“The University of Mannheim is the best for Political Science and Business Administration. That’s why I’m here now.”

Sebastián Echeverría Botero is from Barranquilla, a large city located on the coast of northern Colombia, which is best known for its Carnival. The 21-year-old has been living in Mannheim since 2013, and is currently completing his sixth semester of the bachelor’s program in Political Science and Business Administration. In his my UniMA story, Sebastián shares his experiences of living on four different continents and tells us about his involvement in the Enactus student association.

Why did you decide not to study in Colombia?

I spent the years between kindergarten and the twelfth grade at a German school, so Germany and the German culture have always been a part of my life. My brother studied in Hamburg, and I could really see myself going abroad as well. I actually wanted to study in the USA. After completing my Abitur when I was 16, I went to a high school there for a year. But then I started to notice that I was slowly forgetting how to speak German. Not to mention that the tuition fees in the USA are very high. So, I decided to study in Germany. I looked at different universities, and the University of Mannheim was the best for Political Science and Business Administration. That’s why I’m here now.

How did you find an apartment in Mannheim while you were still in Colombia?

That’s an interesting story. I wasn’t actually in Colombia at the time. To brush up on my German, I had enrolled in a business course at a Studienkolleg in Marburg. As I had applied to several German universities, things had gotten a little confusing, and the semester in Mannheim starts a lot earlier than at other universities. Three weeks before the semester started, I still hadn’t found anywhere to live. So, I took the train from Marburg to Mannheim every day to look for a room. I then got lucky – the manager of the student housing in Marburg knew the manager of the student housing in Mannheim.

Did you have any concerns before you started studying in Germany?

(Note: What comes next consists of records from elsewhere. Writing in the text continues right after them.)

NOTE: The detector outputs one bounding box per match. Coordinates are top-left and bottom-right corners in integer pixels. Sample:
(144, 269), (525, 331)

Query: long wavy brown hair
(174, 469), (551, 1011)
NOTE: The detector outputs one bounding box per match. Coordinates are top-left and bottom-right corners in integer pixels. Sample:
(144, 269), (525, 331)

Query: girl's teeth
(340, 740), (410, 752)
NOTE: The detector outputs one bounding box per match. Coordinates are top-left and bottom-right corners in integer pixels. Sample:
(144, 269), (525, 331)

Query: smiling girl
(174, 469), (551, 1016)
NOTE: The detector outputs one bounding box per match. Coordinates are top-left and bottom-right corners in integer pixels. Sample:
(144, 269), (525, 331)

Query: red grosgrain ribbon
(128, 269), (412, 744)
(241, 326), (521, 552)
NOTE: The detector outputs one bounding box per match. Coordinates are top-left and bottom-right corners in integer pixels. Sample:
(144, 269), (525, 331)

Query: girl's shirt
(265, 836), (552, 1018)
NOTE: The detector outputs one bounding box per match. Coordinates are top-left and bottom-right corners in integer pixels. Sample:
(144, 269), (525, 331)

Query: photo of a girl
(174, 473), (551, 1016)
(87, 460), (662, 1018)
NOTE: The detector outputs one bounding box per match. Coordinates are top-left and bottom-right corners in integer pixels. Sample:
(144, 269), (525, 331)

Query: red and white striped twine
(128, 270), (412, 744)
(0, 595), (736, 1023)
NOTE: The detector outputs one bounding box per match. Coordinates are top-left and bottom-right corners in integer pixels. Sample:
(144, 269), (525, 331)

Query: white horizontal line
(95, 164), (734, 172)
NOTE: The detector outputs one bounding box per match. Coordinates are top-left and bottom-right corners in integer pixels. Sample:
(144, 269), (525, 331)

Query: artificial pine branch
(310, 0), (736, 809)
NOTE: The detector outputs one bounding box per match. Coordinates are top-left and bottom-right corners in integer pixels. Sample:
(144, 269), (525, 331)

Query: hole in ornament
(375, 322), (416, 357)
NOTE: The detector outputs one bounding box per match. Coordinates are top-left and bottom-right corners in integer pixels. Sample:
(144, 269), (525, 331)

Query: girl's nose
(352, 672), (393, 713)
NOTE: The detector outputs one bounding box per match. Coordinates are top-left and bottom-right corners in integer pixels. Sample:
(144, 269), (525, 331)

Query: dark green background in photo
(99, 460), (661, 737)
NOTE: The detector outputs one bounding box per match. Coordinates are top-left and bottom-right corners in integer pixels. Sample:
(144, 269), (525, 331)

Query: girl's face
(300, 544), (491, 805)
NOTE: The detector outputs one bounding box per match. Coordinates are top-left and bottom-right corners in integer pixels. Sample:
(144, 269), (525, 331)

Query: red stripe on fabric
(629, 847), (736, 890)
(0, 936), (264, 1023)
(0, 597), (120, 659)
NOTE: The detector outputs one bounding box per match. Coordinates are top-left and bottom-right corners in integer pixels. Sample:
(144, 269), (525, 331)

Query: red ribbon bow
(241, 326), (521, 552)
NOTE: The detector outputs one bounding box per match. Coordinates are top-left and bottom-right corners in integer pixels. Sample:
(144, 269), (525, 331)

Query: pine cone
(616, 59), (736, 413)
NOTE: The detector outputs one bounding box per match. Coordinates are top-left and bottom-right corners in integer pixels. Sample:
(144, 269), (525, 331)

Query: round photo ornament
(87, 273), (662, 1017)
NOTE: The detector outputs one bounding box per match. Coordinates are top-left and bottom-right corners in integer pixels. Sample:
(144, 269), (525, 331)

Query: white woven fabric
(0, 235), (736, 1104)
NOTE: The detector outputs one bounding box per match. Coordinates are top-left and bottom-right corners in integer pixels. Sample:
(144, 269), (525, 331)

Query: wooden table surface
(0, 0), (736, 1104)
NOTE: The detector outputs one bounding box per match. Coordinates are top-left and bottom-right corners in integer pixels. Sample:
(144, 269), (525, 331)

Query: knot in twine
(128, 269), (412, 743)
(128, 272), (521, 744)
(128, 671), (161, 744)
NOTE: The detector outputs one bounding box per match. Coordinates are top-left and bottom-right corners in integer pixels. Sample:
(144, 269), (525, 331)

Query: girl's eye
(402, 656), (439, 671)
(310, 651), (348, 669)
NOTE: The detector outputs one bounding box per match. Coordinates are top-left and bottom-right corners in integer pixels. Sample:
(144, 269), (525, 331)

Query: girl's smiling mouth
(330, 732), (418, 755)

No, not really. I would say that I’m very cosmopolitan. I don’t worry about moving to a new place. Over the past five years, I have lived on four continents including Africa, where I did an internship for three-and-a-half months in Tanzania. I have had contact with the German culture since I was young, but life in Tanzania was completely new to me. Life there isn’t so easy. I lived in a village which isn’t even shown on Google Maps. But that was a great experience for me – I’m very flexible. While I was there, I gave a course in Business Administration at a college. The educational differences quickly became clear. When I got back to Germany, I realized once again how important education is. I wouldn’t be able to study in Mannheim without the good education that I received at the German school.

Why did you get involved with the Enactus Mannheim student association?

I have always been passionate about issues such as sustainability and development – that’s also why I wanted to study Political Science and Business Administration. The internship in Tanzania made me even more interested in these areas. I would like to work in social entrepreneurship one day, and being involved in Enactus enables me to gain some initial experience. I’ve been a member since my third semester of study, and am now chairman. It’s great. We currently have twelve projects running on four continents, including the SANAGUA project in South America, which I was actively involved in as a member. After the project had installed a drinking water filtration system in Argentina, I went to Chile with the team last year to install another one of these systems. With these projects, a lot of decisions have to wait until you get to the location, no matter how intensively we plan the project in advance from Germany. But I enjoy working with the local people. It’s about sharing knowledge so that they are able to help themselves and improve their situation in a sustainable manner in future.

What are the cultural differences between Colombia and Germany?

That’s a hard question for me to answer because I grew up in the German culture. So, it really wasn’t difficult for me to adjust to life here. Some of my friends say that I act more German than they do. I am very punctual and organized. But after living in Colombia and the USA, I had to get used to carrying cash around with me. You can’t do very much in Germany if you don’t have any cash with you. Treating Sunday as an actual day of rest was also strange for me to start with. In all of the other places that I have lived, I could go shopping on Sundays.

What would you like to do after you graduate?

In the long term, I might return to Colombia. However, I want to get a master’s degree first, but not in Germany. Like I said, I like to live in different places. After spending four years in Mannheim, I’d like to get to know somewhere new. I can imagine studying in Asia so I might do my master’s in Singapore. The place itself isn’t the deciding factor for me, I’ll go wherever feels right.